At the meeting, Quebec delegates were reportedly bullied and harassed, and some schools were asked to sign legal documents making them responsible for ‘any ramifications’ if their motions passed. Kwantlen, a school in the reformist movement, had their hotel rooms cancelled. Journalists who were part of delegations were forced to stop reporting on the conference. Only one CUP journalist was allowed inside, but was barred from interviewing anybody, or publishing any stories, until the conference finished. Willful confusion was created, with fake twitter accounts about CFS Quebec delegation, McGill graduate students, and even CASA were created to cause confusion for anyone following the proceedings.

In the highly contentions (and well-followed via Twitter) plenary session, all but two of the reformist motions failed. The ones that did pass were amended: one to put a list of all boycotts online, and one to make the minutes of opening and closing plenary available to members on request, though not on a public website. A motion to collaborate with CASA on issues of mutual agreement failed resoundingly. During the intense debate time for ‘Motion Six’, the fire alarm was pulled, and the meeting chair refused to recognize the allotted end time for the meeting once delegates returned. In a bylaw amendment that required 2/3 support, the motion received 44 votes in favour, 19 against, with 6 abstentions. The chair ruled it as carried, but the reformist movement protested: the CFS bylaws state that “2/3 present” must vote in favour, not “2/3 present and voting”. With 69 schools in the room, 46 would have been 2/3. The CFS officially claims this to be carried, but (even more) legal challenges may be pending, putting the official outcome of this vote into the unknown category right now.

VPUA Job Tip of the Week

Tip #7 – Globecampus.ca

We’re back to information sources this time around. Globecampus.ca/blogs is the rival compliment to the Macleans on Campus blogging team. So rival in fact, that a mother-daughter team in the Dobson-Mitchell family blogs against their son-brother Scott Dobson-Mitchell who writes for Macleans. Globe also features Joey Coleman, a former McMaster and current U Manitoba student who used to write for Macleans, and a few other student bloggers. This site isn’t as easy to navigate with a comments section that doesn’t work so well, and no central gathering page to see which blogs have been updated recently. But to find out about more goings-on across the country, you’d be hard-pressed to exclude Joey Coleman from the top-5 known names in PSE reporting. His often controversial topics can attract upwards of 60 comments, and is some fascinating reading (again: remember the reporting biases) for anyone getting a handle on some of these issues.

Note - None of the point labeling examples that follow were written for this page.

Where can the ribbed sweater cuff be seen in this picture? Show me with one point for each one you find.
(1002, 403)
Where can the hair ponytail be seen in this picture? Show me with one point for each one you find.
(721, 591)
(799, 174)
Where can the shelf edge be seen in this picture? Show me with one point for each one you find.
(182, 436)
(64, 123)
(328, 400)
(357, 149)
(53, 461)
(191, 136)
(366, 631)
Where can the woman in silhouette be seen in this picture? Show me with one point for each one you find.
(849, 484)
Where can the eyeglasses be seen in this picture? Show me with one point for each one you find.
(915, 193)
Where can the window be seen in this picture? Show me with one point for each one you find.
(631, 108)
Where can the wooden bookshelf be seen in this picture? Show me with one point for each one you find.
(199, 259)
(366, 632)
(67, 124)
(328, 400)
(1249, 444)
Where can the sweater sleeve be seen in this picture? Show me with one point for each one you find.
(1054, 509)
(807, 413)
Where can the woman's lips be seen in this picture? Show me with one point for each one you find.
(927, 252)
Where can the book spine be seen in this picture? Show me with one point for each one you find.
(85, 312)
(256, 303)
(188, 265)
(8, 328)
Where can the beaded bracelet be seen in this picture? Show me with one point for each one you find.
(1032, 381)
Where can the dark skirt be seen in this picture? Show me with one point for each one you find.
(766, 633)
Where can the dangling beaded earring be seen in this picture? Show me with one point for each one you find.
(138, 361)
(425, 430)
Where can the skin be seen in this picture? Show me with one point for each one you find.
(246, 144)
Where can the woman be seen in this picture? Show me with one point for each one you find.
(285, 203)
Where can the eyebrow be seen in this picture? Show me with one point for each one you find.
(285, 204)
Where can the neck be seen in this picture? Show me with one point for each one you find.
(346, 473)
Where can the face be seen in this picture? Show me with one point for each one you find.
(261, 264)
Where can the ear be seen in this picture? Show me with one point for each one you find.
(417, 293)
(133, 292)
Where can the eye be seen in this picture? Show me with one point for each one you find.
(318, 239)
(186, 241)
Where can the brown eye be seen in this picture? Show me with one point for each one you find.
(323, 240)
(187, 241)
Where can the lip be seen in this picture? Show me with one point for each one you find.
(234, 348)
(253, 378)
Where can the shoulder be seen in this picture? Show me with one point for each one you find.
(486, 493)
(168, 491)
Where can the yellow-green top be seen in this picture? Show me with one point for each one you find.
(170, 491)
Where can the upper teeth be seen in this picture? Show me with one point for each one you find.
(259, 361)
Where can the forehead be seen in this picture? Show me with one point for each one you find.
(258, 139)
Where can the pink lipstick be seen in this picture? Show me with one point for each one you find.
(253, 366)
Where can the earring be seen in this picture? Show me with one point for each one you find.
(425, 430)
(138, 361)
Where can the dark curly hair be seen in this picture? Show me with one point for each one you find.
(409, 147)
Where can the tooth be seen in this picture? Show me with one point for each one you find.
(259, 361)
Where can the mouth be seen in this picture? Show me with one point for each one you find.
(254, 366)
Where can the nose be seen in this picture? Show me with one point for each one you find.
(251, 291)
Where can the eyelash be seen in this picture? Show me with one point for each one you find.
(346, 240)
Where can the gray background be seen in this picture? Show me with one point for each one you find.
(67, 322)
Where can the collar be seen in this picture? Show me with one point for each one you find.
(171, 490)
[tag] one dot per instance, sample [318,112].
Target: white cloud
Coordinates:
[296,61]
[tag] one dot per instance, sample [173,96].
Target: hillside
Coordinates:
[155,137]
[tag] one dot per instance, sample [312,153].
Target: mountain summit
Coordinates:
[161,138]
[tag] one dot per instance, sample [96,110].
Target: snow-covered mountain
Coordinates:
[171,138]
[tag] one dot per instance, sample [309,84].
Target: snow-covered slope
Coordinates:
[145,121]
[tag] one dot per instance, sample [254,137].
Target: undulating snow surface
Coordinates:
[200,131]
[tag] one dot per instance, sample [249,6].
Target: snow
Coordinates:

Closing Lyric of the BUSAC

“You make me smile like the sun
Fall out of bed
Sing like a bird
Dizzy in my head
Spin like a record
Crazy on a Sunday night”
- Uncle Kracker

1 comment:

  1. Just to clarify, under Senate - the new academic review procedures are to be submitted to the Ontario Council of Academic Vice-Presidents' (OCAV's) Quality Council for ratification, not the province. OCAV is not the provincial government and only report to the Ministry of Training Colleges and Universities.